Après ce symbolique recueillement, elle se rend en compagnie de ses amis dans un restaurant pour déjeuner. Au cours de la discussion, elle demande si les officiels ont daigné chercher après elle. La réponse négative donnée la met dans une colère noire. Alors que la veille, elle s'était déplacée au ministère de la Culture pour s'entretenir avec le ministre. Ce dernier étant absent, elle a eu une conversation avec le secrétaire général. Elle n'arrive pas à comprendre comment des artistes étrangers sont reçus à leur descente d'avion avec tous les honneurs alors que les enfants du pays sont ignorés. Elle rejoint son hôtel et fait ses bagages. Elle est décidée à rentrer chez elle en prenant le premier vol vers la France. Les supplications des uns et des autres ne donneront pas leurs fruits. Elle a effectivement pris, hier (15 août 2001), un vol à 15h30 pour ne plus revenir dans son pays, sans prendre son cachet.
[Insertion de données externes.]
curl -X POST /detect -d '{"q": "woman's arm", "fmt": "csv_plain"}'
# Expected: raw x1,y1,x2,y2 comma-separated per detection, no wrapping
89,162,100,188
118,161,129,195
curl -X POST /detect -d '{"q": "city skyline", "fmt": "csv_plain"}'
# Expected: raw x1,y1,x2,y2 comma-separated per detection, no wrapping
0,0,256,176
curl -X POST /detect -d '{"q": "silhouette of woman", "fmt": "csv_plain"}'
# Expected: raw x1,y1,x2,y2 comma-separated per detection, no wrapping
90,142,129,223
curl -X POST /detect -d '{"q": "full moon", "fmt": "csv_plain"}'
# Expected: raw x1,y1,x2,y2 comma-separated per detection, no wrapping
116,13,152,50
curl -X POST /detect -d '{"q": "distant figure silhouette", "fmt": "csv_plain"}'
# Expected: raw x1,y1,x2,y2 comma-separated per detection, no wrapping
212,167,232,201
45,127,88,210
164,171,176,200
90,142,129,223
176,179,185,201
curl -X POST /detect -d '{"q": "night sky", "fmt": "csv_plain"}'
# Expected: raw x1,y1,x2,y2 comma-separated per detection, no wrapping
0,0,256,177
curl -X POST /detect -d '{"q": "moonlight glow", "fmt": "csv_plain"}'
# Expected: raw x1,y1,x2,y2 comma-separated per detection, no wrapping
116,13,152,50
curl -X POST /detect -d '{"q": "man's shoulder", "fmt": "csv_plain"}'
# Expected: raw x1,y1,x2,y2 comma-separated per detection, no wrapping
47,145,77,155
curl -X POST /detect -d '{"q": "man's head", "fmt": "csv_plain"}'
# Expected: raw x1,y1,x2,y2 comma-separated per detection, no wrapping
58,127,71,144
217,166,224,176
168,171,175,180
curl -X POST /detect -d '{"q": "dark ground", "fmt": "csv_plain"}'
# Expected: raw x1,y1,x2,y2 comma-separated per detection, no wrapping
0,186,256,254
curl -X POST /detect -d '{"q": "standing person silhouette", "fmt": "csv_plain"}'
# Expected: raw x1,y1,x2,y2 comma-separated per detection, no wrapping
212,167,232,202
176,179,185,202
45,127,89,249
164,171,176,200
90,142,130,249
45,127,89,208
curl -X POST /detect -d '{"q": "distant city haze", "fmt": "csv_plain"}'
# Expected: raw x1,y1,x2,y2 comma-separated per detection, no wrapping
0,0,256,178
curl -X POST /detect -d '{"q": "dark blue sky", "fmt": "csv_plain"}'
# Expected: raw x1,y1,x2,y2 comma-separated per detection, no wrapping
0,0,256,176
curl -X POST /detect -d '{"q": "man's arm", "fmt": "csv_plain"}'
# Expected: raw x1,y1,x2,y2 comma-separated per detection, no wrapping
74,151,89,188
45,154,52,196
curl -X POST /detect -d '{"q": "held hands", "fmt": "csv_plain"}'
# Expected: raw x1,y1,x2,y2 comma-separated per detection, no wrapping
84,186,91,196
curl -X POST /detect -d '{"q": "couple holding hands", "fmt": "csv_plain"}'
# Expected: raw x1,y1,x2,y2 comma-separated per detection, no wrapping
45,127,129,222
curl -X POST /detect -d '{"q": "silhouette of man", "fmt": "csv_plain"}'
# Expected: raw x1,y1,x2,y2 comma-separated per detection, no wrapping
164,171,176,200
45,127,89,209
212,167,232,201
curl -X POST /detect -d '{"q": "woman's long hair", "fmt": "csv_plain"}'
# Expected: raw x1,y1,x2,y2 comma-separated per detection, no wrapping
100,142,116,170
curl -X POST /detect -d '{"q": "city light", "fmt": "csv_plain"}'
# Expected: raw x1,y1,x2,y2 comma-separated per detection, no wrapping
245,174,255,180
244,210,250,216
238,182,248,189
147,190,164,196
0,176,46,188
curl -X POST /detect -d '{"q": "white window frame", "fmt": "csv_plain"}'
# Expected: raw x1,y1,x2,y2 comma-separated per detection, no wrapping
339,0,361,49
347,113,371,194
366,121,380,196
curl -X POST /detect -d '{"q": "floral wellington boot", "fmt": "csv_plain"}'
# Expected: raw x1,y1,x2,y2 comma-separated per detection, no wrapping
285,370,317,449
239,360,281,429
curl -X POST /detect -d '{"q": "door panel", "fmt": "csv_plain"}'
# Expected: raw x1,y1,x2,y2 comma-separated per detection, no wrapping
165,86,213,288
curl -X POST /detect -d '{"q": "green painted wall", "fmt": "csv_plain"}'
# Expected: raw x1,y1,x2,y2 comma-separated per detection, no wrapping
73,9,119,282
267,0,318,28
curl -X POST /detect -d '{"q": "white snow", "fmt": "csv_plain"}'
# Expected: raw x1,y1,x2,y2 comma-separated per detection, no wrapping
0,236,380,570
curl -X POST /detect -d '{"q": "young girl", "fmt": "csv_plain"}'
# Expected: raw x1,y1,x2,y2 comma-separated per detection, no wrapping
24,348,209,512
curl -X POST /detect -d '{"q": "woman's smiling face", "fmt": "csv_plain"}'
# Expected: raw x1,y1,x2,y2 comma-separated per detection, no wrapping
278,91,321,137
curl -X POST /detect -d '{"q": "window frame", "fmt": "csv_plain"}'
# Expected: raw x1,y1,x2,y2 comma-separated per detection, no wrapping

Oui, cette dame au grand coeur a refusé d'encaisser son dû. Ce geste humain prouve, on ne peut mieux, que Cheikha Rimitti est une femme à principes pour qui la dignité n'a pas de prix. Cheikha Rimitti est frileuse avec la presse. Nous l'avons sollicitée à deux reprises pour un entretien. Elle a catégoriquement refusé. Elle nourrit une rancoeur absolue sur la presse étrangère, vu les écrits mensongers et obscènes qui ont été publiés à son sujet. Pour le directeur de Rayane production, M. Bouhrour, "peut-être que le bonheur des gens embête les autres. Nous avons donné un concert sublime au public. Nous aurions aimé que les autorités compétentes la considèrent à sa juste valeur. Il est anormal qu'une telle dame revienne dans son pays dans l'anonymat, alors qu'une chanteuse orientale est reçue au salon d'honneur de notre aéroport. "

En dépit de la bêtise humaine et le lèse-majesté des autorités compétentes, Cheikha Rimitti est et restera un monument et une référence de la musique raï. Ses fans seront, quant à eux, toujours présents pour lui témoigner admiration et reconnaissance. Bref, Cheikha Rimitti aura exprimé son ras-le-bol comme elle l'a déjà fait dans sa célèbre chanson "J'en ai marre, j'en ai marre". Et comme elle dis si bien "Bghit ana sahra" ( moi, je voudrais une soirée au bled ).